If they didn’t own the maps they needed, they’d soon start asking around. Peni, if she wasn’t still out of town. Isaias, certainly. They’d want to move quickly, take possession of whatever maps they could find before anyone else could get in ahead of them. After all, there was still someone out there looking for the urn, and presumably the golems. That would be the only danger, though. Nobody else knew about the golems except the people in that schoolhouse…
And me.
His hand closed over the pouch at his side.
I know as much as they do. I have the coordinates. I know the region.
And I just happen to be on good terms with the one man most likely to have what they need.
Spirits rising, Arandras set out down the western thoroughfare in the direction of Isaias’s shop. He arrived with a spring in his step, pushing past the door and taking the narrow stairs two at a time. The shopkeeper’s expansive voice bounced down the stairs from the room above, followed by the lower, equally familiar voice of Mara. Isaias must have coughed up the extra silver for her puzzle box after all.
“Certainly, my dear, certainly,” Isaias said as Arandras crested the stairs. “A moment, if you please, for Isaias to go and fetch this most lavish sum.” He peered up at Arandras’s approach, his face transforming in a moment from earnest munificence to delighted welcome. “Friend Arandras, you return! How fortuitous for two such dear friends to visit Isaias together once again. Surely this is an omen of good things to come. Even I, unschooled as I am in the noble arts of augury and divination, can see that it must be so.”
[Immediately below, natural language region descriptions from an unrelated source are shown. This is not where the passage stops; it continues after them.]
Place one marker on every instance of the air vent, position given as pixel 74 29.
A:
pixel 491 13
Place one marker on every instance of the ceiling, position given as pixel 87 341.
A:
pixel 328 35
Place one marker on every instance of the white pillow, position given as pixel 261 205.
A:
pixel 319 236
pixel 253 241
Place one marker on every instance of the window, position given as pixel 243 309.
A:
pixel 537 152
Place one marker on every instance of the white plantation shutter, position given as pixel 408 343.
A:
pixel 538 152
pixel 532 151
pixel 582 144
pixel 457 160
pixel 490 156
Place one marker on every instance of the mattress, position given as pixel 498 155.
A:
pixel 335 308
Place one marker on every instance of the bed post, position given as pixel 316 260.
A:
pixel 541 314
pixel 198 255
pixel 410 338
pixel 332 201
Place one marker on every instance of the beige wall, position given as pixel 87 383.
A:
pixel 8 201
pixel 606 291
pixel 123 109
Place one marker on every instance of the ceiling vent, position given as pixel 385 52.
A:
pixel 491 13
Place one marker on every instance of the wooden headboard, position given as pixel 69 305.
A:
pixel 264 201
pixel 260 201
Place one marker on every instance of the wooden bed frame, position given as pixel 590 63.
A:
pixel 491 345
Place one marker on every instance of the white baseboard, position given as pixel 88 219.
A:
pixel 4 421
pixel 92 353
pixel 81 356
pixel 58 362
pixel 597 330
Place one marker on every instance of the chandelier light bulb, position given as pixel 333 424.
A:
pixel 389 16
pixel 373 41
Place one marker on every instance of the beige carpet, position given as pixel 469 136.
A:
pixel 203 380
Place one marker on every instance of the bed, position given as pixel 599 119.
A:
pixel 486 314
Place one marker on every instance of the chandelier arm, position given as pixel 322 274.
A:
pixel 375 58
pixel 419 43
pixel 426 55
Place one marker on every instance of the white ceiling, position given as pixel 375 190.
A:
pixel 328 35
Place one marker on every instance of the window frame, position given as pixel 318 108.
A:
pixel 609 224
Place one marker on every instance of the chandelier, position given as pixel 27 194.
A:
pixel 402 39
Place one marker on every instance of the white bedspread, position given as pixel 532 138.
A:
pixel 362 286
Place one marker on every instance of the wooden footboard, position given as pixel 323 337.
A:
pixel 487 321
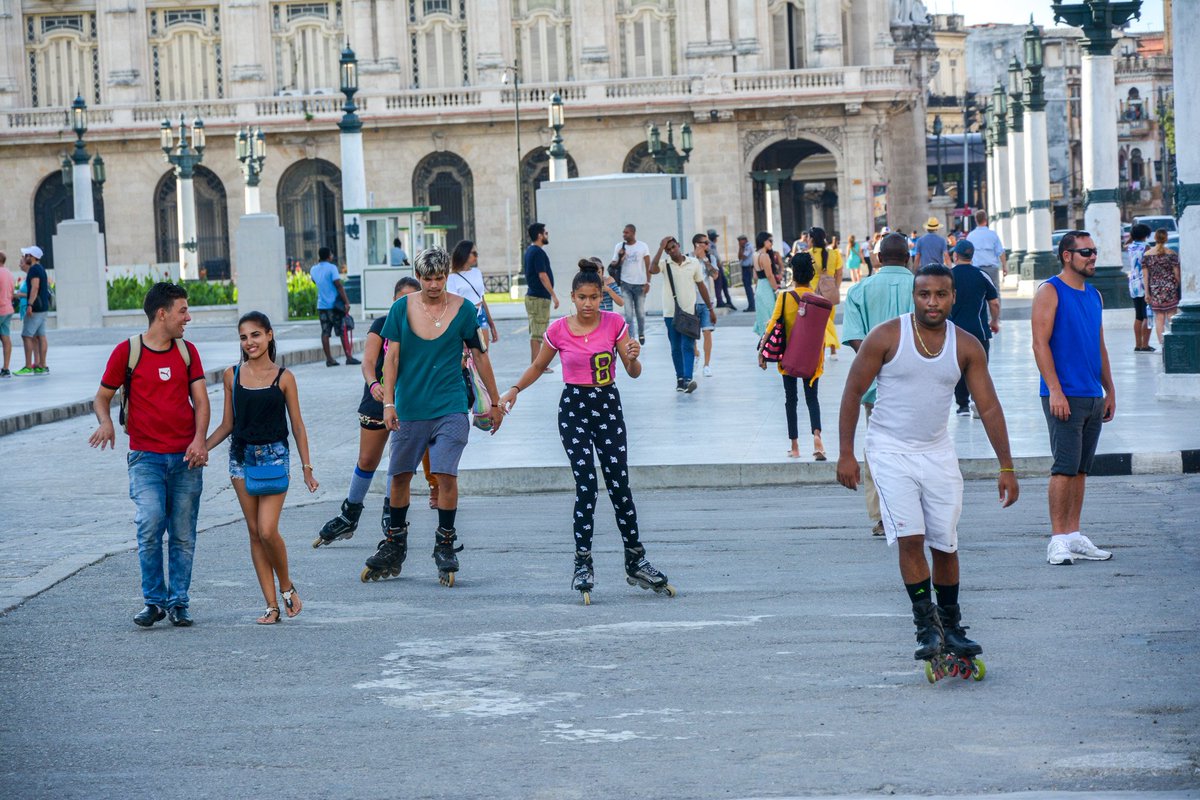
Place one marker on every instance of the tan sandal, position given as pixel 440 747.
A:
pixel 292 601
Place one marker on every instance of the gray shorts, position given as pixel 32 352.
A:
pixel 1073 443
pixel 34 324
pixel 444 437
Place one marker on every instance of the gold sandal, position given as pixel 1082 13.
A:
pixel 293 606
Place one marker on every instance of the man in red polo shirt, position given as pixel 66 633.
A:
pixel 167 417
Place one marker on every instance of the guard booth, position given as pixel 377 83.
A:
pixel 378 276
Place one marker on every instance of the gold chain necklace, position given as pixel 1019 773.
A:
pixel 436 320
pixel 916 330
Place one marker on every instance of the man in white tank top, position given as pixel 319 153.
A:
pixel 918 359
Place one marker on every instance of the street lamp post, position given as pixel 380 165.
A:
pixel 557 152
pixel 252 155
pixel 665 155
pixel 940 190
pixel 1102 215
pixel 185 154
pixel 1039 260
pixel 354 172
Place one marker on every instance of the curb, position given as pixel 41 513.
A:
pixel 27 420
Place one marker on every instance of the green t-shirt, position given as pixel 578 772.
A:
pixel 430 370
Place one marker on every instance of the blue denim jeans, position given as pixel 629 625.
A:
pixel 683 350
pixel 167 497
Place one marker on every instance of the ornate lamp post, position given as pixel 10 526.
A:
pixel 1102 215
pixel 940 190
pixel 354 172
pixel 252 155
pixel 185 154
pixel 665 155
pixel 1017 140
pixel 1039 260
pixel 557 151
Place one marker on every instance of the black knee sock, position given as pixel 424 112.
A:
pixel 947 595
pixel 919 590
pixel 399 516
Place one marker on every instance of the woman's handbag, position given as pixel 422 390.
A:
pixel 261 479
pixel 774 342
pixel 265 479
pixel 807 342
pixel 684 323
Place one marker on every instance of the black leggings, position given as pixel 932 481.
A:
pixel 589 420
pixel 791 400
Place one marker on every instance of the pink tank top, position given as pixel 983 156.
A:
pixel 587 360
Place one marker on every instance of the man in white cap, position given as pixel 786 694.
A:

With a bob of his head, Isaias bustled through a panelled door to the back room, leaving Mara and Arandras alone. Mara quirked an eyebrow in greeting, elbows resting on the counter behind her. Isaias’s cat, Pinecone, lay at the other end of the counter, twitching her tail back and forth above Mara’s small, verdigrised puzzle box. A tuneless humming rose from the next room.
“They kicked you out, huh?” Mara said, low enough for Isaias not to hear.
Arandras nodded. “How did you know?”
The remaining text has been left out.